Last week, the court seemed ready to use it again, to kill  Biden’s proposed student loan relief. More on the new “doctrines” from the NYT’s Adam Liptak: (brackets by Wrongo)

“On the last day of the 2021-22 Term, the Supreme Court handed down a decision on “the major questions doctrine” and [agreed] to hear a case presenting “the independent state legislature doctrine” – neither of which had been called “doctrines” there before.”

The rationale behind the major questions doctrine is the contention by the Justices that the agencies must receive explicit direction from Congress to address a particular issue if action by the agency is of political or economic significance. Conveniently, this “doctrine” gives the Court’s Conservative supermajority a tool to achieve their preferred outcomes when textualism doesn’t get them there.

Liptak quotes Allison Larsen, a law professor at William & Mary:

“The phrase was used just once by any federal judge before 2017, and in only five federal decisions — at any level of court — before 2020,”

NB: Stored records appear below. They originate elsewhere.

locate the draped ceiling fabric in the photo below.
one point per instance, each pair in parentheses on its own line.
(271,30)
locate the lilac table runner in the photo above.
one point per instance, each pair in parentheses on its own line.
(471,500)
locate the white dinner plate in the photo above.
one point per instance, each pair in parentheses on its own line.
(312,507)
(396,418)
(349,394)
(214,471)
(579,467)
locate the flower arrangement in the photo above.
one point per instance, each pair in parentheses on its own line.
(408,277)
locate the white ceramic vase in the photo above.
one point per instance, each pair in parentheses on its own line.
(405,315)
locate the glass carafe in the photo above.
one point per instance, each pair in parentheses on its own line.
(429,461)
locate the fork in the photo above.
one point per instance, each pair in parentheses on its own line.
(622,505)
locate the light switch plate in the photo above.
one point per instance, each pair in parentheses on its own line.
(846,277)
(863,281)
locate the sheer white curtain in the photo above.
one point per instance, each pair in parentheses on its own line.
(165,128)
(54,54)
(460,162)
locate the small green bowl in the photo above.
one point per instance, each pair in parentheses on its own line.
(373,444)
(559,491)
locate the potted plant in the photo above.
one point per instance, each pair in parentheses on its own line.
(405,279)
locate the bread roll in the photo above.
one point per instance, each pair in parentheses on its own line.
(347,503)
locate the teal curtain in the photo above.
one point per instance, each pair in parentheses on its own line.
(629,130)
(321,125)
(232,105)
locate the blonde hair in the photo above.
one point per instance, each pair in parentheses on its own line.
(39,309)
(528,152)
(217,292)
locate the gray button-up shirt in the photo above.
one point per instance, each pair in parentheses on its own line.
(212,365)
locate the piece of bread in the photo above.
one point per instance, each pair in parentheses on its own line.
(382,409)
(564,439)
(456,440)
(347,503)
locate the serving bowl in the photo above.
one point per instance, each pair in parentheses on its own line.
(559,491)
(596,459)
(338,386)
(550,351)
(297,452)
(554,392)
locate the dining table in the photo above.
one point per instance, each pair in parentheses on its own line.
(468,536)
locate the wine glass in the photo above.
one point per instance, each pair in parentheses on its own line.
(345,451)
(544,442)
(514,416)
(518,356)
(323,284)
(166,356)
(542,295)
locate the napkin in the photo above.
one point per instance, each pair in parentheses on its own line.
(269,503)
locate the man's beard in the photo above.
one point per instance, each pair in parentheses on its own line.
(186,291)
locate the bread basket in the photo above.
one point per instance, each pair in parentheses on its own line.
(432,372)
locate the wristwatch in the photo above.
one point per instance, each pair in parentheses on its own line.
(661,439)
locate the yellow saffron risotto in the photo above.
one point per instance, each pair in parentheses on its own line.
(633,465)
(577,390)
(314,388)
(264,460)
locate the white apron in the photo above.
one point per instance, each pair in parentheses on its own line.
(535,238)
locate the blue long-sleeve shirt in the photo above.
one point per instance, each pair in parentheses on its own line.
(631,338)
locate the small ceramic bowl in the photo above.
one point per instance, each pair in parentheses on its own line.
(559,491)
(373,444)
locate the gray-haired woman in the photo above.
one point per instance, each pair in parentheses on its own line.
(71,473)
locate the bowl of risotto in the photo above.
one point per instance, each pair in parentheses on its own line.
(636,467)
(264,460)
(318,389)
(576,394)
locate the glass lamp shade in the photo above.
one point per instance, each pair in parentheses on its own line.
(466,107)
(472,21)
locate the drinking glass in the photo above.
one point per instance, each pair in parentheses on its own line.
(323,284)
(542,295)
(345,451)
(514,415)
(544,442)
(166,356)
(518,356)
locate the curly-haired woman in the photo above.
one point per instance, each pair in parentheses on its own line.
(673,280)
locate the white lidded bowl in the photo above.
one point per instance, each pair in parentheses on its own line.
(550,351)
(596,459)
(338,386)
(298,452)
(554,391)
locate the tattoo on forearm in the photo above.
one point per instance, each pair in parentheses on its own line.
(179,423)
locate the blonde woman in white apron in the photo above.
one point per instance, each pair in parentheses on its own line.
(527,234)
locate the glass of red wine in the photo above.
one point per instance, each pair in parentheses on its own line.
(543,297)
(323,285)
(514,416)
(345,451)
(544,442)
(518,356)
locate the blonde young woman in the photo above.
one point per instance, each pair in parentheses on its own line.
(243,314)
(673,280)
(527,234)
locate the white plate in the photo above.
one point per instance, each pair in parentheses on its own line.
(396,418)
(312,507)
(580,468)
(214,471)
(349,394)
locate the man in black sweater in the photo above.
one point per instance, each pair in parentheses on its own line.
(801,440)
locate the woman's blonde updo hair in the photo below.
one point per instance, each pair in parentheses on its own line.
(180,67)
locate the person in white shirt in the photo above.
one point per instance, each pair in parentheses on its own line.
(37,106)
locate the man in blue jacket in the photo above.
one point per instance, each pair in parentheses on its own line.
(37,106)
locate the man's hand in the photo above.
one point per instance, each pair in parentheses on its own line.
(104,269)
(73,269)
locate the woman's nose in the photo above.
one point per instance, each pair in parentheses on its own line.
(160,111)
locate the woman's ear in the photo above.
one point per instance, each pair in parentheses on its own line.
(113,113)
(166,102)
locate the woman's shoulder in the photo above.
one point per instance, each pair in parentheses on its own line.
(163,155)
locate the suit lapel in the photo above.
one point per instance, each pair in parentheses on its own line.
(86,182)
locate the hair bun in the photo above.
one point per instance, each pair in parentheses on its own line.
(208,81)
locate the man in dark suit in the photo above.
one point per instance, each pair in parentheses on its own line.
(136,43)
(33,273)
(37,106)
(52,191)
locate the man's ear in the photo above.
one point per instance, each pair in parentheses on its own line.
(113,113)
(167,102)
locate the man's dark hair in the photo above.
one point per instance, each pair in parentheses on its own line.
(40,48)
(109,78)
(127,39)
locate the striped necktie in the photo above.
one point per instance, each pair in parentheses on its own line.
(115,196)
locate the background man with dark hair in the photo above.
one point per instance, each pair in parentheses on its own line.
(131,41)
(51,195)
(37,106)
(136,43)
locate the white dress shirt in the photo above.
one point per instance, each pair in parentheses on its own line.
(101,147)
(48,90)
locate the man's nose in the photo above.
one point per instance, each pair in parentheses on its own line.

But you guessed it, the turning point in 2017 was when Justice Brett Kavanaugh, then a judge on the US Court of Appeals, used the term in a dissent. More from Professor Larsen: (brackets by Wrongo)

“[Using] the word ‘doctrine’ to describe the major questions concept was first used by law professors and then bandied about on blogs…and used as a rallying cry in opinion pieces and programming by those seeking to challenge the administrative state….In 2016 — long before it was anointed a ‘doctrine’ by the Supreme Court — the ‘major questions doctrine’ was featured by name in the annual Federalist Society conference,”

Interestingly, at Kavanaugh’s Supreme Court confirmation hearings, Sen. Amy Klobuchar (D-MN) asked him about the doctrine, calling it “something else that you (Kavanaugh) came up with.” Liptak reports that Kavanaugh responded vaguely that the “major questions doctrine is rooted in Supreme Court precedent.”

In his 2017 dissent, Kavanaugh conceded that “determining whether a rule constitutes a major rule sometimes has a bit of a ‘know it when you see it’ quality.” That’s some real Wavy Gravy right there.

Back to the EPA case: Chief Justice Roberts wrote that the Court’s use of the term was unexceptional:

“It took hold….because it refers to an identifiable body of law that has developed over a series of significant cases all addressing a particular and recurring problem: agencies asserting highly consequential power beyond what Congress could reasonably be understood to have granted.”

Turning to the student loan debt relief case, in the oral arguments, Roberts argued that since loan relief is expensive, it must be authorized by Congress. But as Justice Elena Kagan said in the same oral argument, “Congress could not have made this much more clear, adding, “We deal with congressional statutes every day that are really confusing. This one is not.”

Welcome to 2023, where when cases come out the way the Conservative justices want, it’s just fine. But if the legal text gets in the way, the “major questions doctrine” allows them to make the explicit text disappear because they’re willing to engage in bad faith readings of statutes to get the job done.

So much for the rule of law.

If under a Republican president, when the Supremes need to find a sweeping executive branch authority to justify a Conservative wet dream policy, they’d find it without even a whiff of self-reflection.

Will we ever make up the ground now being lost to the decisions by these ideologues?